Yesterday, the Supreme Court once again decided not to decide the merits of two partisan redistricting cases. The unanimous decision on Benisek v. Lamone, the case in Maryland in which Republicans are challenging a single gerrymandered Democratic U.S. House district, was unexceptional. The Supreme Court found it was not an abuse of discretion for the district court to deny the motion for preliminary injunction (to hold the 2018 election in a newly drawn district). The plaintiffs were too late in filing and failed to make a convincing case for their likely success in a full hearing; so, the case returns to the lower court.

The major case decided was Gill v. Whitford, a Democratic challenge to the gerrymander of the entire map of Wisconsin’s state legislative districts following the 2010 Census that reaped Republicans an exceedingly rich harvest of seats relative to the votes they won in the subsequent elections. The challenge succeeded in getting a full hearing before the district court and then winning a 2-1 decision by a three-judge panel, which ordered that a remedial map be put in place in time for the next election. The defendants appealed the order to the Supreme Court, which both stayed the district court order and postponed consideration of its own jurisdiction. Yesterday all nine justices found that the plaintiffs lacked standing to bring its constitutional challenge and therefore vacated the order of the district court. At the same time, seven justices (with Thomas and Gorsuch dissenting) remanded the case back to the lower court to afford plaintiffs an opportunity to demonstrate individual injury on a district-by-district basis.

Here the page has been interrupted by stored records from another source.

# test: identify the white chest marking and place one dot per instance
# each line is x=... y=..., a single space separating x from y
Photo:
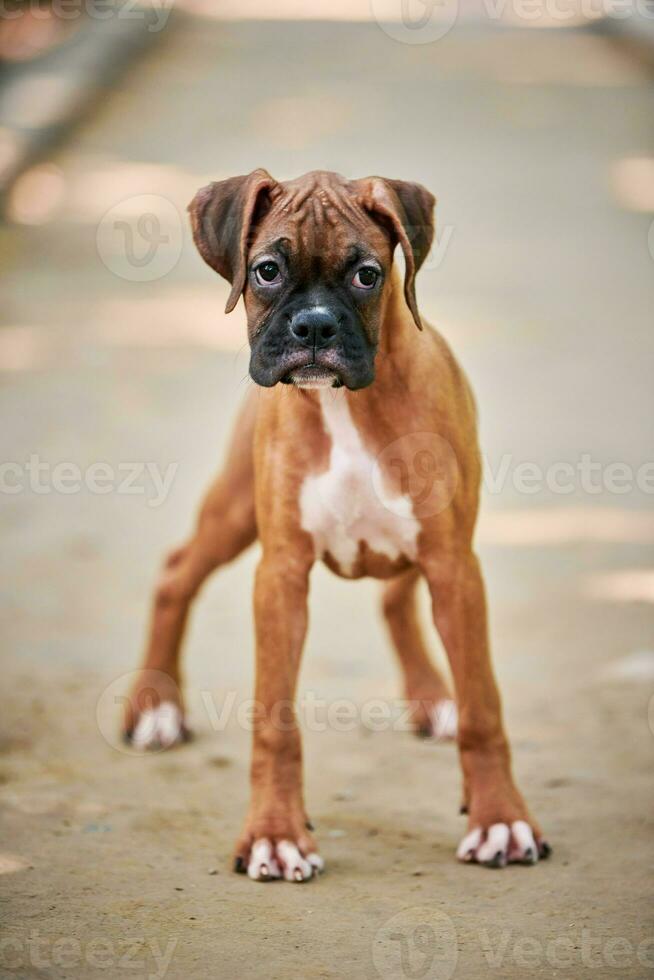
x=343 y=506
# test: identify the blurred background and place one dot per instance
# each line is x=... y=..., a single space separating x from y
x=532 y=122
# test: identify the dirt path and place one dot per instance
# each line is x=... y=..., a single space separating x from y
x=119 y=866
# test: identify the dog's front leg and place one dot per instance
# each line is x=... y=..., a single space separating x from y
x=276 y=841
x=500 y=828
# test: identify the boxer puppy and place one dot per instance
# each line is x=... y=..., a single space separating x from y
x=371 y=465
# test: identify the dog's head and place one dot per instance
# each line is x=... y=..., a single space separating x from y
x=312 y=258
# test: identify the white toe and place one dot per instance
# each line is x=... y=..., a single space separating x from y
x=466 y=849
x=263 y=863
x=296 y=868
x=495 y=847
x=523 y=847
x=444 y=719
x=159 y=727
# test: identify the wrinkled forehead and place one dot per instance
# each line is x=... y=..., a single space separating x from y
x=320 y=222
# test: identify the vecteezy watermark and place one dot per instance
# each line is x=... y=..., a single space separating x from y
x=415 y=21
x=154 y=13
x=42 y=477
x=137 y=956
x=426 y=21
x=417 y=475
x=139 y=691
x=419 y=943
x=140 y=238
x=563 y=477
x=570 y=952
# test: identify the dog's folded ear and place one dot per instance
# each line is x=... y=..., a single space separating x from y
x=408 y=211
x=223 y=215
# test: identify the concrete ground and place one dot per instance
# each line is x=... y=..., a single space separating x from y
x=536 y=144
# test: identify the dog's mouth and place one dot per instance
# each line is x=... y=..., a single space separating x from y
x=313 y=376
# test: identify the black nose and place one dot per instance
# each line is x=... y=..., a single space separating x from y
x=314 y=328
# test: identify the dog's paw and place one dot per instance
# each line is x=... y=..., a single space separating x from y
x=160 y=727
x=502 y=844
x=443 y=720
x=268 y=860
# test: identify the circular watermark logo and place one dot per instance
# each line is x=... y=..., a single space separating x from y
x=415 y=21
x=416 y=475
x=140 y=238
x=419 y=943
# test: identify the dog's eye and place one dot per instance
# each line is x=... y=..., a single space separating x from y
x=366 y=277
x=268 y=273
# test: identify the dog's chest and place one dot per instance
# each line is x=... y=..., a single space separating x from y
x=346 y=509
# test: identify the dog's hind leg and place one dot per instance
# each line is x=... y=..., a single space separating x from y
x=433 y=711
x=154 y=713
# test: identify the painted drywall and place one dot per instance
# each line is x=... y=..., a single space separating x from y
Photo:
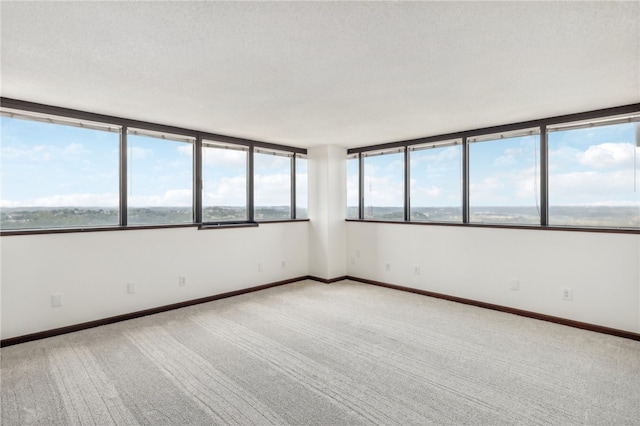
x=475 y=263
x=327 y=206
x=92 y=270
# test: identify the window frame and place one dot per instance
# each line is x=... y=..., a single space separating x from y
x=606 y=115
x=48 y=113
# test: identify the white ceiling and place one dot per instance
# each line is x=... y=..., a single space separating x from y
x=315 y=73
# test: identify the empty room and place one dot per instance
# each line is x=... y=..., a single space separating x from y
x=319 y=213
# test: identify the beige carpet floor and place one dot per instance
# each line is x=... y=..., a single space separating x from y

So what are we to make of this? The Court seems no closer to entering the political thicket of partisan gerrymandering than it was when Justice Kennedy wrote in Vieth v. Jubelirer (2004) “there are yet no agreed upon substantive principles of fairness in districting,” and that, consequently, “we have no basis on which to define clear, manageable, and politically neutral standards for measuring the particular burden” on constitutional rights. None of the standards developed in the two decades since Kennedy provided a ray hope to partisan gerrymandering critics has passed muster with him. Much of the plaintiff briefing in Whitford was specifically addressed to his concerns. Justice Kagan’s separate concurring opinion, joined by the other three liberal justices, telegraphs a legal strategy of building a case on associational rights protected by the First Amendment, making party fairness and state-level information a legitimate basis for standing. Whether Justice Hamlet (Rick Hasen’s characterization of Kennedy) finds a way of breaking the deadlock on the Court is anyone’s guess. Same with Lucy.

In the meantime, the cases against extreme partisan gerrymandering will keep coming. The next one likely to be heard by the Supreme Court is the notorious North Carolina gerrymander. Following the recent success in Pennsylvania, state constitutions and statutes might be used when the federal judiciary fails to act. And then there are the 2018 and 2020 state elections preceding the next round of reapportionment and redistricting. One way or another, the battle will continue.